Das gepulste Freisetzungsvermögen eines vielschichtigen Films kann berechnet werden, wie es im Beispiel 16 der schwebenden Europäischen Patentanmeldung Nr. 96922397.3 (WO-A-96/39028) angegeben ist.

Die Anwendungen für die Zusammensetzungen der Erfindung sind zahlreich. Die wasserlöslichen Zusammensetzungen können in fast jeder Umgebung verwendet werden, wo Feuchtigkeitseinwirkung auftritt, solange die Zusammensetzungen gegen Abbau durch ein wasserunlösliches, wasserdurchlässiges Material geschützt oder als ein Bestandteil eines Materials eingebaut sind. Die Zusammensetzungen können dazu dienen, das Wachstum von Schimmelpilzen, Pilzen, Viren und Bakterien auf der Oberfläche eines Materials zu verhindern, das Material zu desodorieren oder das Eindringen von Schädlingen dadurch zu hemmen, dass man eine Oberfläche eines Substrats mit einer Zusammensetzung behandelt, die in Abwesenheit von Feuchtigkeit kein Chlordioxid freisetzt und die behandelte Oberfläche der Feuchtigkeit aussetzt, um aus der Zusammensetzung Chlordioxid in die die Oberfläche umgebende Atmosphäre freizusetzen. Die Freisetzung von Chlordioxid verlangsamt die bakterielle, fungale und virale Verunreinigung und das Wachstum von Schimmelpilzen auf der Oberfläche, desodoriert die Oberfläche und hemmt das Eindringen von Schädlingen. Jeder Bestandteil der Zusammensetzung hat eine Teilchengröße von nicht mehr als etwa 1.000 Angström.

Die Oberfläche kann mit der erfindungsgemäßen Zusammensetzung durch herkömmliche Beschichtungs-, Extrusions-, Laminierungs- und Tränkungsverfahren behandelt werden, die in der Technik gut bekannt sind. Die behandelte Oberfläche ist im Allgemeinen ein Teil eines Behälters, ein Teil eines in einem Behälter angeordneten Substrats oder ein Verpackungsfilm oder eine andere Verpackungsart.

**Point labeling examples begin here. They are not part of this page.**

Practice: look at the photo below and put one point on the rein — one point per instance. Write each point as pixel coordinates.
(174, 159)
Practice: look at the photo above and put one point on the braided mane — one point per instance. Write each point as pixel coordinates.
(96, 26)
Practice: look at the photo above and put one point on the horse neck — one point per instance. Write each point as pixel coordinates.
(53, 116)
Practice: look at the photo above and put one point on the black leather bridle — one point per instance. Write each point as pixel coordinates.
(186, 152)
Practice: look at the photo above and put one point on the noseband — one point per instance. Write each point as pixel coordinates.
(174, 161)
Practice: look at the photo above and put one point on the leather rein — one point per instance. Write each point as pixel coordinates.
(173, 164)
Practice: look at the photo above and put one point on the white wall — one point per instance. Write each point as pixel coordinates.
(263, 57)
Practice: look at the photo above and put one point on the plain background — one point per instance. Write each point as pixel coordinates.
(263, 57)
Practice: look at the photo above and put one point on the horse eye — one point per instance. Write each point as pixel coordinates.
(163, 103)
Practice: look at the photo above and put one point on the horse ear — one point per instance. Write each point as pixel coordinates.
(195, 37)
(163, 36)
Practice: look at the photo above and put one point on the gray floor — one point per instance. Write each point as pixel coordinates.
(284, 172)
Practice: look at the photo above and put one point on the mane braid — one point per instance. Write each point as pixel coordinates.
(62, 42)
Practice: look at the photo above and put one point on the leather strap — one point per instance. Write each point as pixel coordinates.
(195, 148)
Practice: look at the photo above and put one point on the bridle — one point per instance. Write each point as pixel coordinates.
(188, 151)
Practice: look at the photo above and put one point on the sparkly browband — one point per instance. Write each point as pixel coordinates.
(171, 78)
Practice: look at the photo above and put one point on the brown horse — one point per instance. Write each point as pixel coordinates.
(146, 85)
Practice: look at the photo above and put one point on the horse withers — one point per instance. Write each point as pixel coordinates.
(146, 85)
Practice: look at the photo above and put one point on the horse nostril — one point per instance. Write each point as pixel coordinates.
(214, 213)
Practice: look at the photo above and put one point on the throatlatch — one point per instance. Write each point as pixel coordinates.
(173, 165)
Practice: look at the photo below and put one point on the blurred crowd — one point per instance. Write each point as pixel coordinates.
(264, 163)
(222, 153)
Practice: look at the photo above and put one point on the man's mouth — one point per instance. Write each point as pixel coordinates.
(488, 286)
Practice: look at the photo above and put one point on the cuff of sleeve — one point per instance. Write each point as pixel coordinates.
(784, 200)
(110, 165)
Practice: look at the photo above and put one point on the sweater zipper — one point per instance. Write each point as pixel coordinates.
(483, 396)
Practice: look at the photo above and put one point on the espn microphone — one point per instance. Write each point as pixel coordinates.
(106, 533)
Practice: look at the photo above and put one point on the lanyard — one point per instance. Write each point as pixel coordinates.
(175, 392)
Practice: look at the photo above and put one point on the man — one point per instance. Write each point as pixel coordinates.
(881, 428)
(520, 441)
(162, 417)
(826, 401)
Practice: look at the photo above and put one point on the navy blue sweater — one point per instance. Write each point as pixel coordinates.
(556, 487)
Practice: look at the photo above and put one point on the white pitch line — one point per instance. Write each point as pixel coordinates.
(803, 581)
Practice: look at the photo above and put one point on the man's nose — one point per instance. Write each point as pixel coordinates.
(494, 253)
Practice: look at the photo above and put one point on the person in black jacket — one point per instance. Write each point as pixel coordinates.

Wenn eine optisch durchsichtige Zusammensetzung der Erfindung auf ein Substrat aufgebracht worden ist, kann die Substratoberfläche durch den auf der Oberfläche gebildeten Film klar gesehen werden. Wenn die Zusammensetzung z. B. auf einen mit graphischen Darstellungen bedruckten Pappkartonbehälter aufgeschichtet ist, bleiben die graphischen Darstellungen deutlich sichtbar. Ein Behälter oder Substrat kann mit einer Beschichtung der bioziden Zusammensetzung geschützt werden, obgleich die Zusammensetzung durchsichtig und für einen Verbraucher faktisch nicht erkennbar ist.

Die in dem Behälter oder einer anderen Verpackung erzeugte biozide Atmosphäre kann bei der Aufbewahrung von Nahrungsmittelprodukten Anwendung finden, wie Blaubeeren, Himbeeren, Erdbeeren und anderen Produkten, gemahlener Rinderpastete, Hühnerfilets und anderem Fleisch, verstärkten Nahrungsmitteln, Haustierfutter, Trockenfutter, Getreideflocken, Getreide oder den meisten Nahrungsmitteln, die bakterieller Verunreinigung oder Schimmelpilzwachstum unterliegen. Seifenriegel, gelagerte Papierdokumente, Kleidung, Farbe, Saatgut, Schuhwerk und die Verpackung hierfür kann ebenfalls gegen Schimmelpilzwachstum, Mehltau, Schwamm und Algen geschützt werden. Medizinische Instrumente, Geräte und Proviant, verfügbare und nicht verfügbare persönliche Pflegeprodukte und Boden kann sterilisiert werden, um mikrobielle Verunreinigung zu verhindern. Medizinische, biologische und biogefährliche Abfallstoffe in Krankenhäusern, Laboratorien und Kliniken können ebenfalls sterilisiert werden, um Mikroben in dem Abfallstoff abzutöten. Gerüche von Sportschuhen, Wegwerf-Schuhwerk und Müll können ebenfalls minimiert werden, wenn sie in einem behandelten Behälter enthalten sind.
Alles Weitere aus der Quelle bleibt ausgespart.